We are in a new era of computing. We passed the PC age a couple of years ago, and mobility has taken the post-PC era into another realm. The days of only PCs and servers speaking to each other over networks are over. The internet has been democratised and there are far more internet solutions available to us.
Primarily driven by consumers and mobility, today we have more connected devices than ever before, and these devices are talking to each other, sharing a plethora of valuable data. If we had to count all the devices connected to the internet at the moment, you are looking at around two billion connections that include computers, servers, and mobile devices. “The Internet of Things” (IoT) has become mainstream. The term was coined by the British technology pioneer Kevin Ashton, who proposed it back in 1999.
So what exactly is this “Internet of Things”, and why should we care? Well it is a big deal and businesses should care about the impact that this will have in the next decade. With the size of technology shrinking the way it has over the last three decades, communication devices, sensors, and chips have become so miniscule that they can now be embedded into things, turning them into a valuable resource of real-time information. The IoT is more than just an evolution of the internet. It is seen as a major transformation of the internet as we know it.

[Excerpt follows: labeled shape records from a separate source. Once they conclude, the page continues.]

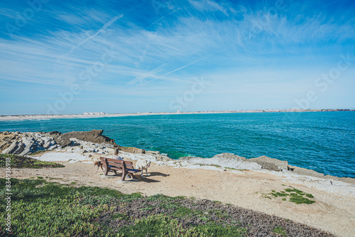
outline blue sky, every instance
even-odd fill
[[[2,115],[355,109],[352,1],[0,5]]]

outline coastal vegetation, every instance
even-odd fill
[[[124,194],[50,180],[11,179],[12,236],[259,236],[261,233],[332,236],[290,220],[218,202]],[[6,181],[0,179],[0,236],[7,235]]]
[[[283,201],[286,201],[287,197],[288,197],[288,201],[290,202],[295,203],[296,204],[312,204],[315,202],[314,200],[311,200],[307,199],[307,197],[310,199],[312,199],[315,197],[311,194],[305,193],[301,190],[295,189],[295,188],[287,188],[285,191],[276,192],[275,190],[271,190],[271,192],[268,194],[264,195],[266,198],[271,199],[271,197],[282,197]]]
[[[41,161],[29,157],[12,154],[0,154],[0,167],[6,167],[6,160],[10,160],[11,168],[33,168],[43,167],[58,168],[64,165],[53,162]]]

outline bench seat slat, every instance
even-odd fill
[[[134,173],[141,172],[141,170],[134,169],[133,166],[133,162],[131,161],[110,159],[106,158],[100,157],[100,160],[102,161],[102,165],[106,169],[105,173],[106,174],[110,170],[121,170],[123,174],[130,173],[134,175]],[[106,167],[107,165],[107,167]],[[116,171],[115,171],[116,172]],[[122,180],[124,180],[126,175],[122,175]]]

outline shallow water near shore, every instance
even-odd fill
[[[355,177],[355,112],[152,115],[0,121],[0,131],[103,129],[123,146],[172,158],[266,155],[324,175]]]

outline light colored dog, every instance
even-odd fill
[[[136,163],[136,168],[142,170],[141,176],[143,177],[143,169],[146,170],[146,175],[150,176],[148,174],[148,168],[151,166],[151,160],[138,160]]]
[[[102,169],[102,164],[101,163],[101,160],[95,161],[94,162],[94,165],[97,166],[97,170],[96,170],[96,172],[99,171],[99,167],[101,167],[101,169],[102,170],[102,171],[104,171],[104,169]]]

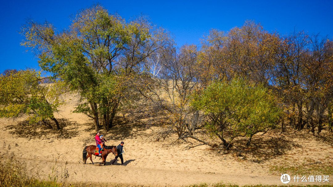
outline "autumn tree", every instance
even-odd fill
[[[208,117],[207,132],[227,149],[236,137],[248,137],[248,145],[253,135],[274,128],[281,112],[275,101],[262,85],[236,78],[210,84],[194,95],[191,105]]]
[[[30,124],[46,124],[46,120],[49,119],[60,129],[53,114],[63,103],[60,98],[61,87],[41,84],[41,72],[32,69],[12,71],[8,74],[0,76],[0,117],[27,115]]]

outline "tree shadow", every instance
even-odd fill
[[[66,118],[58,119],[61,129],[58,130],[55,128],[55,124],[50,123],[53,127],[51,129],[45,125],[37,124],[30,124],[28,120],[19,122],[15,125],[7,126],[8,129],[12,130],[9,133],[20,138],[31,139],[50,139],[50,138],[70,139],[77,136],[79,132],[76,127],[76,122],[69,121]]]
[[[134,120],[132,118],[126,118],[120,116],[115,117],[113,123],[114,125],[108,131],[104,132],[107,134],[105,135],[108,140],[119,140],[125,138],[133,138],[140,136],[144,131],[149,129],[140,120]],[[102,130],[104,130],[103,129]]]
[[[302,146],[292,139],[279,135],[278,132],[254,136],[248,146],[245,145],[248,139],[239,138],[234,140],[232,148],[228,151],[220,147],[216,148],[219,152],[231,153],[234,156],[256,163],[269,160],[285,154],[287,151]],[[220,149],[220,150],[218,150]]]
[[[131,160],[126,160],[126,161],[125,161],[125,162],[124,162],[124,165],[127,165],[127,164],[129,164],[130,163],[131,163],[131,162],[132,162],[132,161],[134,161],[134,160],[135,160],[135,159],[131,159]],[[121,163],[118,163],[118,161],[121,161],[121,160],[120,160],[120,159],[117,159],[117,160],[116,160],[115,162],[115,163],[114,163],[113,164],[112,164],[112,165],[121,165]],[[112,160],[111,160],[111,161],[110,161],[110,162],[106,162],[106,164],[105,165],[111,165],[111,162],[112,162]]]

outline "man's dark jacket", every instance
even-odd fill
[[[118,153],[118,155],[120,155],[123,152],[123,146],[120,144],[117,146],[117,153]]]

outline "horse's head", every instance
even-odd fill
[[[118,156],[118,152],[117,152],[117,147],[114,146],[112,148],[112,153],[115,154],[116,156]]]

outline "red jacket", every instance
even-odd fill
[[[102,140],[101,140],[101,139],[100,138],[100,137],[97,136],[97,135],[96,135],[96,136],[95,137],[95,140],[96,140],[96,146],[102,142]]]

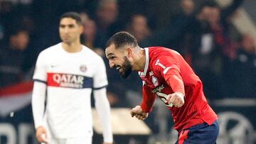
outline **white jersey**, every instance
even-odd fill
[[[33,79],[47,84],[46,116],[54,137],[92,135],[92,89],[107,85],[99,55],[84,45],[70,53],[58,43],[40,53]]]

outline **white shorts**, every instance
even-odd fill
[[[82,138],[50,138],[48,144],[91,144],[92,137],[85,136]],[[44,143],[42,143],[44,144]]]

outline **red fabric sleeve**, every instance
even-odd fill
[[[174,92],[181,92],[185,96],[184,84],[181,75],[178,58],[174,55],[161,56],[159,59],[159,62],[163,66],[158,67],[158,70],[167,84],[171,86]]]
[[[170,68],[166,74],[163,74],[164,79],[171,86],[174,92],[181,92],[185,96],[184,84],[178,70]]]
[[[156,100],[156,95],[152,93],[148,87],[143,86],[142,87],[142,101],[141,107],[143,112],[149,113],[152,110],[153,104]]]

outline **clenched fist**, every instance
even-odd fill
[[[149,113],[143,112],[142,107],[140,106],[137,106],[132,109],[131,115],[132,117],[135,116],[138,119],[144,120],[148,117]]]
[[[39,126],[36,128],[36,138],[40,143],[48,143],[48,135],[46,130],[43,126]]]
[[[180,108],[184,104],[184,96],[181,92],[169,94],[166,99],[169,104],[171,103],[175,107]]]

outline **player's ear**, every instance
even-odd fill
[[[83,32],[83,26],[82,25],[79,25],[79,31],[80,31],[80,33],[82,34],[82,32]]]
[[[131,48],[128,47],[127,48],[126,48],[126,52],[128,57],[132,57],[132,50]]]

We are already seeing the rise of this evolution in the automotive industry. Insurance companies are putting telemetry systems to read your driving habits and your insurance premiums are determined by the way you drive. It goes even further than this. Through the digitisation of the IoT, a new economy of business models is being created across many segments. These connected “objects” will be embedded in almost everything we use in our daily lives.
Imagine if every appliance and electronic device in our homes had a sensor that spoke to the internet and shared information like electricity consumption. By being connected together, smart electricity grids would be able to prioritise energy usage in a far more efficient manner.

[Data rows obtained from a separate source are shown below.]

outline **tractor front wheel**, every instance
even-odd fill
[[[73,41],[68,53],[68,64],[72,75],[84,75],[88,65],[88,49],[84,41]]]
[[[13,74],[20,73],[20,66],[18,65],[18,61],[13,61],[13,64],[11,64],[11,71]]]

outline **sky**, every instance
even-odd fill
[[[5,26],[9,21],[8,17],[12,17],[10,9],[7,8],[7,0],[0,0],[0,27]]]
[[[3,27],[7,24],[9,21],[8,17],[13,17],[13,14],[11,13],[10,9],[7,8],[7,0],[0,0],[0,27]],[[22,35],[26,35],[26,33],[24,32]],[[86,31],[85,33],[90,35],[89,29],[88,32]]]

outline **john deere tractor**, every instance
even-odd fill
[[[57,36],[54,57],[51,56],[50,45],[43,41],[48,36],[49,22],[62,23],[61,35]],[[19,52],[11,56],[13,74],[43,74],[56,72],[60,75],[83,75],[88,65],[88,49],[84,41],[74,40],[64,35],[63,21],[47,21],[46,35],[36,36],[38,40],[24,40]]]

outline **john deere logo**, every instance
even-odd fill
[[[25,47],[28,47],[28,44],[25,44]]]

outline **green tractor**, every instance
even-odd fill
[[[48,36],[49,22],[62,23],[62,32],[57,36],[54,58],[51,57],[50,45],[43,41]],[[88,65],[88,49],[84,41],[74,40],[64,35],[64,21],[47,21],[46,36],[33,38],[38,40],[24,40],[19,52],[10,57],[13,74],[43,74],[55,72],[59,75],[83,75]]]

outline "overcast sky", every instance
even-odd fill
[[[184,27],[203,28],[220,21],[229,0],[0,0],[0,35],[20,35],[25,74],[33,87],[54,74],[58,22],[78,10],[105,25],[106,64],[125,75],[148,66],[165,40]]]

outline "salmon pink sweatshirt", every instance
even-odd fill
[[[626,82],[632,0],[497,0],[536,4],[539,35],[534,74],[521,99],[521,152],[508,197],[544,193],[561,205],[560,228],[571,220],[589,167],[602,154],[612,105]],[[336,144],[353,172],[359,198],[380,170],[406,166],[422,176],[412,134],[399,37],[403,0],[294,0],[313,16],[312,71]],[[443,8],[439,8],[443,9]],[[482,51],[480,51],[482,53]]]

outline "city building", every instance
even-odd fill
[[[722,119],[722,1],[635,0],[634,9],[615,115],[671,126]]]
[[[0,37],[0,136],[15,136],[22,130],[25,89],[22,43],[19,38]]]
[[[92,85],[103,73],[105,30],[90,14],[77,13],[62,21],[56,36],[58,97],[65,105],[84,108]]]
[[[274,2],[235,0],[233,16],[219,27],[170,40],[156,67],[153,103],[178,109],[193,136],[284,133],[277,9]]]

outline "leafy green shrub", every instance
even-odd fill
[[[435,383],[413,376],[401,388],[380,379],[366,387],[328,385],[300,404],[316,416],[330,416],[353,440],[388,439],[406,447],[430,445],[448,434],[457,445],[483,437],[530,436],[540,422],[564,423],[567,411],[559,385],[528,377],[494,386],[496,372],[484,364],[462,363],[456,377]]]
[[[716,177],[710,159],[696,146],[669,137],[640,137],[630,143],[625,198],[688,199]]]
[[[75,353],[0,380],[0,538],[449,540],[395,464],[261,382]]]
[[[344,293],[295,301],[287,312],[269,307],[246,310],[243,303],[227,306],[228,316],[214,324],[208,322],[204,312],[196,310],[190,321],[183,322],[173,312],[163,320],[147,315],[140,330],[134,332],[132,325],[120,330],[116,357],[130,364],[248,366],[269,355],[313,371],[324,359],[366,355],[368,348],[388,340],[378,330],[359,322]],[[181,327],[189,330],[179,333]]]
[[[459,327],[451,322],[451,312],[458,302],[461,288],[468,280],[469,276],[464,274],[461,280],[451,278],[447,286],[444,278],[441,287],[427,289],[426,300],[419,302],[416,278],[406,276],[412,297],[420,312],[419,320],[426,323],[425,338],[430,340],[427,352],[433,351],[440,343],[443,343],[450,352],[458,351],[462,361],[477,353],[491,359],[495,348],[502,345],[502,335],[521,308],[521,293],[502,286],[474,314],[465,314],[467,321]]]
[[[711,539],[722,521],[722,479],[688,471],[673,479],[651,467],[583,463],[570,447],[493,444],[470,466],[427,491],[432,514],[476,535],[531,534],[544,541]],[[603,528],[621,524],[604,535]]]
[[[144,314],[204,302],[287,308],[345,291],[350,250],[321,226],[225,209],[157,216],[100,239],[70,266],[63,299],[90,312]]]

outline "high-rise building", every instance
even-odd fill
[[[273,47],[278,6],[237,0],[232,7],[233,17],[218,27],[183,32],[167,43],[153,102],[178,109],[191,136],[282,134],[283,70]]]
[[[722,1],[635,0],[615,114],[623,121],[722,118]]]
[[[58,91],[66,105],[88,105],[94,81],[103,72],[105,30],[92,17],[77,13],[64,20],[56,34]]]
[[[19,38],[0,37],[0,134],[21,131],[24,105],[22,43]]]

For manufacturing, being able to track materials and components in real time will lead to significant efficiencies and cost reductions in many organisations.
The medical field is another market that will see huge benefits from the IoT. They are designing slippers with sensors for example, which will be able to track the elderly and detect falls. Special clothing will keep track of our heart rates and blood pressure in real time.
Mark Hung, the former Vice President of global research and advisory firm Gartner, has predicted that, by 2020, 20 billion devices will be connected to the internet. He also states, “the IoT will have a great impact on the economy by transforming many enterprises into digital businesses and facilitating new business models, improving efficiency and increasing employee and customer engagement.”
But all of this comes with its own challenges. Businesses will need to equip themselves with the correct analysis tools to manage this tsunami of data and make sense of it.
The internet is, all of a sudden, developing a central nervous system that will be able to provide valuable information and predict situations before they happen. The IoT is coming at businesses faster than most people think, and those who aren’t prepared will not be as agile as they would like to be in a fast-changing technological world.